Men tend to put down or send up anything that is slightly beyond their own intellectual property or experience.
For example, early in my wife’s career I was mixing semi-formally with old colleagues and we were trying to see what intellectual resources we could muster for a community project.” Well, there’s Elliot, he’s probably the most well read bloke in our group”. I was modestly taking in this unexpected professional compliment when my friend added “Yes. He’s read everything Barbara’s ever written”.
Sometime later, at a busy pedestrian crossing, a group on the other side of the street waved and pointed excitedly. “Look, look everyone! There goes Barbara Hannay’s husband”. If you are an Alpha male I suspect this could be difficult to handle.

You’ve been involved in RWA conferences here and overseas and accompanied Barbara to London and New York.. what were some of the highlights?
I enjoy romance conferences (and believe the Australian ones have the best karma) and I find women presenters much more skilled at imparting craft than most men I’ve listened to at corporate conferences and seminars.
But I’m also the type who’s sensitive to social gaffes and I still wake up in the middle of the night sweating with overwhelming remorse at some of the things I did or said in the earlier years.
I’m amazed that Barbara didn’t divorce me on the spot during our first visit to Richmond.
She was being hosted to lunch by two very senior Mills and Boon editors when my Alpha Male in the Basement surfaced and I offered to help them “ counter the company’s low profile in the publishing industry”.( Ok I know!
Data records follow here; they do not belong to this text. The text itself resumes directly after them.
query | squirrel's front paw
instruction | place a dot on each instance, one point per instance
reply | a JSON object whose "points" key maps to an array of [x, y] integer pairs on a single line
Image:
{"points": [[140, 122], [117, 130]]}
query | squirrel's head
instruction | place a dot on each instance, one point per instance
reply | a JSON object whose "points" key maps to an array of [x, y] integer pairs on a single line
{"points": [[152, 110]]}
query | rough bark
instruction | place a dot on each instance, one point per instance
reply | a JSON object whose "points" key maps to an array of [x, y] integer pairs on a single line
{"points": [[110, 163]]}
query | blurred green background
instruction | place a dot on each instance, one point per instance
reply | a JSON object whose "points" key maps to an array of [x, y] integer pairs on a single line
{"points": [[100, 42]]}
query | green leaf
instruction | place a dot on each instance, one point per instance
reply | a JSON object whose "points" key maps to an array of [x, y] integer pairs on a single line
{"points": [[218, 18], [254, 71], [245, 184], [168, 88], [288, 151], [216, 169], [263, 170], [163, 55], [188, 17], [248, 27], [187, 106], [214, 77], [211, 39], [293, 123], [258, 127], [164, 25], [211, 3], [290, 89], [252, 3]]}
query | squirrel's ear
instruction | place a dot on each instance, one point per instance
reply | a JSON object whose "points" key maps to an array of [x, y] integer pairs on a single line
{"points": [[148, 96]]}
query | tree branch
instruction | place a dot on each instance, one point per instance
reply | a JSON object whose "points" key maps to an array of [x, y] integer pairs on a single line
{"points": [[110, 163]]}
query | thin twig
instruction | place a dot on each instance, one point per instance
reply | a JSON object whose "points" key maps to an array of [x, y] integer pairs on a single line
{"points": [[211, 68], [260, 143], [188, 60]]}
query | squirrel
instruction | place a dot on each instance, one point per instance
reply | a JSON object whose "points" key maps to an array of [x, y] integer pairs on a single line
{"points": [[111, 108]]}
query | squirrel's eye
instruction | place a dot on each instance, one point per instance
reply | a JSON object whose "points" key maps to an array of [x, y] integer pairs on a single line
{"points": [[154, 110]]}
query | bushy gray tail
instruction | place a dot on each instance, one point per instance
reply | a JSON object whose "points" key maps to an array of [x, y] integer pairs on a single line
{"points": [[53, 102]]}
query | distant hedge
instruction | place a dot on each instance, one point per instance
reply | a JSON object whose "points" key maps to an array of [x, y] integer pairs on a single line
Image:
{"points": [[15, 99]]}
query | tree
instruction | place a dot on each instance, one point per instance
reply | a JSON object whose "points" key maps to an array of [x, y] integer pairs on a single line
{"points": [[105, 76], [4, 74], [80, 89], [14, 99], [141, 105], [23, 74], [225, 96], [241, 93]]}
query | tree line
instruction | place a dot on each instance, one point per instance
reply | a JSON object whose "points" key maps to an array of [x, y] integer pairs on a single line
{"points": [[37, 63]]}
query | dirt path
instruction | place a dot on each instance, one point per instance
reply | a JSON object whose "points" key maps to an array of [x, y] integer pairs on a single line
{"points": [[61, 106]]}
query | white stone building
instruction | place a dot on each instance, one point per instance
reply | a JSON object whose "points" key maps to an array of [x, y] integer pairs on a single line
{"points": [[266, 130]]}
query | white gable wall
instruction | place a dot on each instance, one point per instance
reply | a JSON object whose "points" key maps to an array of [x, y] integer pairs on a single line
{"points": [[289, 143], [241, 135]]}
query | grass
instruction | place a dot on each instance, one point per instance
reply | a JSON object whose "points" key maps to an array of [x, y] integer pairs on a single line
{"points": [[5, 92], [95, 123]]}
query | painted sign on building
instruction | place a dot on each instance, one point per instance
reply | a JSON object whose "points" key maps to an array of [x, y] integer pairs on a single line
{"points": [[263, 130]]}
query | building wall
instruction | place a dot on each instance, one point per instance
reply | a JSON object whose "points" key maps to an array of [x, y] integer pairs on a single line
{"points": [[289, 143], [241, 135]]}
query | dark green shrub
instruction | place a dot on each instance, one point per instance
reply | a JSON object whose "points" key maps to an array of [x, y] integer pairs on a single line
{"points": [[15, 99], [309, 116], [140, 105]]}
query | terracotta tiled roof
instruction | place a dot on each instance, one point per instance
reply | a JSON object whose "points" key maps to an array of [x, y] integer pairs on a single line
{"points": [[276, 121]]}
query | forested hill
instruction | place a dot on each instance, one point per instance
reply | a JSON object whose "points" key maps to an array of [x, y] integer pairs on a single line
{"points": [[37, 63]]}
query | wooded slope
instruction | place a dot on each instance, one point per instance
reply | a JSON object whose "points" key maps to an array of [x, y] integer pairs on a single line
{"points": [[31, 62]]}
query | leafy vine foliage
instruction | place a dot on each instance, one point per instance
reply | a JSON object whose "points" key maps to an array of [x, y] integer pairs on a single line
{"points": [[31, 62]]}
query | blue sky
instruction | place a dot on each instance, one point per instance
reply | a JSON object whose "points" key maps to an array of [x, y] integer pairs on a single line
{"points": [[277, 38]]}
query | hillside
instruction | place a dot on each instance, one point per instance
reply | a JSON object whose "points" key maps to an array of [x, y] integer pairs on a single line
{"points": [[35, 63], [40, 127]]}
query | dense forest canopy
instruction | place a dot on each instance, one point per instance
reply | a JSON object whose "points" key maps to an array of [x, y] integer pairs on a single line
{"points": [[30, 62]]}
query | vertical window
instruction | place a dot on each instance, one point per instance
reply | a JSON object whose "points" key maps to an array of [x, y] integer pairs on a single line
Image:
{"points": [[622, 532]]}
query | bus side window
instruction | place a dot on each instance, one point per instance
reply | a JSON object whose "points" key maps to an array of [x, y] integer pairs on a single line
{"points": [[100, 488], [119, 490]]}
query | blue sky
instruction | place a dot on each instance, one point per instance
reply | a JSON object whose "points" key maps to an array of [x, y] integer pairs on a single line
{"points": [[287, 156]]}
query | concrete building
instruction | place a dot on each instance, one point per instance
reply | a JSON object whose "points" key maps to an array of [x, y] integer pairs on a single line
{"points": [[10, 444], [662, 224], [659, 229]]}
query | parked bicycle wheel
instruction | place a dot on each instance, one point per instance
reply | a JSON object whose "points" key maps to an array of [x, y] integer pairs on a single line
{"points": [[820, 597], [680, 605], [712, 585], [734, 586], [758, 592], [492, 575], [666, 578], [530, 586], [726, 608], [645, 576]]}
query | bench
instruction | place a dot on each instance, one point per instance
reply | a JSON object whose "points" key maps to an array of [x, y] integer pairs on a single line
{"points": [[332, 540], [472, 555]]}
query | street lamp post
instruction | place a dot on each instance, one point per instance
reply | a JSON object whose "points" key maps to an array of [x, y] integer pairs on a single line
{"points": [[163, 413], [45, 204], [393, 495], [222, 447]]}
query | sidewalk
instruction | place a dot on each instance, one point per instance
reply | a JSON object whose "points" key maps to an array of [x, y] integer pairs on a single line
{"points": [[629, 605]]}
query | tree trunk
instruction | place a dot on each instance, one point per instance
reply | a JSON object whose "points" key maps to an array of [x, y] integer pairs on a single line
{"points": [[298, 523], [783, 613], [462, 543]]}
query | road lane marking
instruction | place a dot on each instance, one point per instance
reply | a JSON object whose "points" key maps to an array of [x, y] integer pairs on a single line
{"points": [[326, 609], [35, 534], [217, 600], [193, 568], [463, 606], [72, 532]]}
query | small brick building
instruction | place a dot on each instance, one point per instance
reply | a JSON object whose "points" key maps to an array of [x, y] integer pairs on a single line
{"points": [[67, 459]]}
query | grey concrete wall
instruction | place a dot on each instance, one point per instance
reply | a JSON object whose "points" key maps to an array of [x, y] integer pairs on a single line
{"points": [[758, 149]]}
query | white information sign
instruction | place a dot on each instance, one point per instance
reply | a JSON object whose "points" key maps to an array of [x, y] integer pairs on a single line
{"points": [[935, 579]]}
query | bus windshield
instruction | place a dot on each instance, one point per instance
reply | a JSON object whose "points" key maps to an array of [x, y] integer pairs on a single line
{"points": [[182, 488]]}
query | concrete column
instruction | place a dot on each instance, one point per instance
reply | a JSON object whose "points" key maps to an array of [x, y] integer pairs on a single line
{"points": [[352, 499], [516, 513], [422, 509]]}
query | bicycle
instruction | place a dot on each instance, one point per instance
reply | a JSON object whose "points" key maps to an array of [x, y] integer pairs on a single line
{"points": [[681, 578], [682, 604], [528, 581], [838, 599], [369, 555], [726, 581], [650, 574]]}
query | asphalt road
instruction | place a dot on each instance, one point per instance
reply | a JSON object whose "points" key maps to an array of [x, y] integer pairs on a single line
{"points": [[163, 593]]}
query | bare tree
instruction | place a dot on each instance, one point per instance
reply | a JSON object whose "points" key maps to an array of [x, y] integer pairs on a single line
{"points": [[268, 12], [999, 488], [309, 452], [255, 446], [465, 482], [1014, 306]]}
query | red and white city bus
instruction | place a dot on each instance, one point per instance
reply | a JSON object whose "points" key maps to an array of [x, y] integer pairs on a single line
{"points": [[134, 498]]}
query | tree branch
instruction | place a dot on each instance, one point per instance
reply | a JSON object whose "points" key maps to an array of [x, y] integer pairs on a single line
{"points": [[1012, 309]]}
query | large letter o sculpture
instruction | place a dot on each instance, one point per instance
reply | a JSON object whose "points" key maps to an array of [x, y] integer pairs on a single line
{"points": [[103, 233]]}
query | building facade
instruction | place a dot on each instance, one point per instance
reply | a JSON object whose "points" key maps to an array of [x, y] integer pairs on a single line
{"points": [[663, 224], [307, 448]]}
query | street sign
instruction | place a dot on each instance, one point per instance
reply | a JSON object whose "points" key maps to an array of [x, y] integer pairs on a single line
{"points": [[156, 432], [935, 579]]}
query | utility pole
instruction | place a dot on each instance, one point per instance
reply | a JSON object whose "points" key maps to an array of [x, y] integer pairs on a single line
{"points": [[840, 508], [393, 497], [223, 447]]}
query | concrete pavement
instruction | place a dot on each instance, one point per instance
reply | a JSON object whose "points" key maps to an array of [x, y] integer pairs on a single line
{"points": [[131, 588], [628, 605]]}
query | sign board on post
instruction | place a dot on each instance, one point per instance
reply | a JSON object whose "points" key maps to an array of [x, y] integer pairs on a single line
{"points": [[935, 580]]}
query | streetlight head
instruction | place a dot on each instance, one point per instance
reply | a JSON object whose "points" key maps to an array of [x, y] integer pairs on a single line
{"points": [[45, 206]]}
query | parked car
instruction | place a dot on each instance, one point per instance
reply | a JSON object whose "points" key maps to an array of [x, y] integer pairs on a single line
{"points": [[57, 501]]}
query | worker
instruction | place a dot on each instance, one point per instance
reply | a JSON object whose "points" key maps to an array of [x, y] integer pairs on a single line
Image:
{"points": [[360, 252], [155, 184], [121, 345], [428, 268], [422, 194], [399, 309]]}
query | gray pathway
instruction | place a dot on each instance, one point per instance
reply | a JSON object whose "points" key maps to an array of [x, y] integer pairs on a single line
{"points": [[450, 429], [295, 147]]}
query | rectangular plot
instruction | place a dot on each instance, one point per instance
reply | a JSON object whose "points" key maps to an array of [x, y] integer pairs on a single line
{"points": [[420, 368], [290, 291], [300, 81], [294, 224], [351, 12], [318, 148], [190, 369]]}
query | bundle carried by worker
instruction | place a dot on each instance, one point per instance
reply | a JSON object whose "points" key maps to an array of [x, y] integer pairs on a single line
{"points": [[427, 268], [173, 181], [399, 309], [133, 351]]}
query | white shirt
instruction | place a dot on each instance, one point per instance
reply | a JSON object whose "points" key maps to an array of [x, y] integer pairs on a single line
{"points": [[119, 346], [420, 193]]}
But it was 10 years ago and I was only trying to help). Barbara’s recollection was that I actually suggested their books would now sell better because they had shown the good sense of signing her up.
I no longer attend luncheons with editors.
Because I also had some background in marketing I also questioned the same senior editors’ choice of title for Barbara’s first book. The hero was Fletcher and the heroine’s name was Ally. I have never seen two people more suited to each other. In particular Ally was the perfect woman for Fletcher… but he was too stubborn to admit it. I suggested “Right up Fletcher’s Ally”. They took it on board but foolishly insisted on “Outback Wife and Mother.” I still like mine better.